Xclipse · August 4, 2024, 12:32pm

Welcome to the community! Thanks for your question!

In Amazon QuickSight, dealing with percentile calculations and filtering outliers while avoiding mismatched aggregation errors can be challenging, especially when working with a pivot table with hierarchical data. Let’s break down the solution step by step.

Step 1: Calculate Percentiles

First, let’s calculate the percentiles for both top and bottom outliers using percentileDiscOver. This approach will ensure the correct aggregation within the hierarchy.

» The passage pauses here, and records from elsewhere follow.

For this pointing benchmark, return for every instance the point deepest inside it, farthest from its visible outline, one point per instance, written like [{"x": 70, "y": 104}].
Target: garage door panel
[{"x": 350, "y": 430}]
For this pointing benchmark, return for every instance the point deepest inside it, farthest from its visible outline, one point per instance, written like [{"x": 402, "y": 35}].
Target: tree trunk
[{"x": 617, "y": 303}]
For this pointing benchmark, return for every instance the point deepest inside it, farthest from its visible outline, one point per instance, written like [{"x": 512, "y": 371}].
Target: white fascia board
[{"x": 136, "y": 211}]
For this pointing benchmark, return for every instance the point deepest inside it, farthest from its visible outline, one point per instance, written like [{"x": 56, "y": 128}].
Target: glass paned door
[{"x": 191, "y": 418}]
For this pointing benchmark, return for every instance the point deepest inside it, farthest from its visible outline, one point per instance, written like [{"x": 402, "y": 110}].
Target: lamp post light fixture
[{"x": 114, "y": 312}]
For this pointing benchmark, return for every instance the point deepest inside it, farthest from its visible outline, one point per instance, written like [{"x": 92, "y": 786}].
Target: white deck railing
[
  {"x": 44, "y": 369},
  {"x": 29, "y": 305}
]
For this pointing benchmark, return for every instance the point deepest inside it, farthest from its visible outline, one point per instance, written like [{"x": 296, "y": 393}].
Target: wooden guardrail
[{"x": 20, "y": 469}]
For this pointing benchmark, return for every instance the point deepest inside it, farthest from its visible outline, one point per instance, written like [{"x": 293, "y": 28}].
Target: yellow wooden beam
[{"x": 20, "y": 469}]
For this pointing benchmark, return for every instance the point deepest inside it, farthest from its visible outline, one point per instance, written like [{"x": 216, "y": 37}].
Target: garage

Bottom Outliers Percentile Calculation: bottom_percentile = percentileDiscOver(measure, ${Param1}, [${visualDimensions}])
Top Outliers Percentile Calculation: top_percentile = percentileDiscOver(measure, ${param2}, [${visualDimensions}])

Step 2: Filter Condition

Next, we need to filter the data based on the calculated percentiles without causing aggregation issues.

Filter Condition Calculation: Create a calculated field for the filter condition: filter_condition = ifelse(measure > {top_percentile} AND measure < {bottom_percentile}, 1, 0)

Step 3: Apply Filter

To apply this filter to your data, follow these steps:

Add a new calculated field to your dataset with the above filter condition logic.
Use this calculated field to filter your pivot table:

Go to the Filters pane.
Add a filter for the newly created “filter_condition” field.
Set the filter to include only the rows where “filter_condition” equals 1.

Step 4: Adjusting for Hierarchical Data

If you have a pivot table with a hierarchy and you notice constant percentile values following across the table, you may need to ensure that your percentile calculations respect the hierarchy levels.

Ensure Correct Aggregation Level: When creating the calculated fields for percentiles, make sure you include all necessary hierarchical dimensions in the [${visualDimensions}] parameter.

Example:

Here is an example putting it all together:

Percentile Calculation:

bottom_percentile = percentileDiscOver(measure, ${Param1}, [dimension1, dimension2, dimension3])
top_percentile = percentileDiscOver(measure, ${param2}, [dimension1, dimension2, dimension3])

Filter Condition:

filter_condition = ifelse(measure > top_percentile AND measure < bottom_percentile, 1, 0)

Apply Filter in Pivot Table:

Create a calculated field for “filter_condition”.
Add a filter in the analysis to include only rows where “filter_condition” equals 1.

By following these steps, you should be able to dynamically calculate percentiles and filter outliers in Amazon QuickSight without running into mismatched aggregation errors and ensuring correct values across your hierarchical pivot table.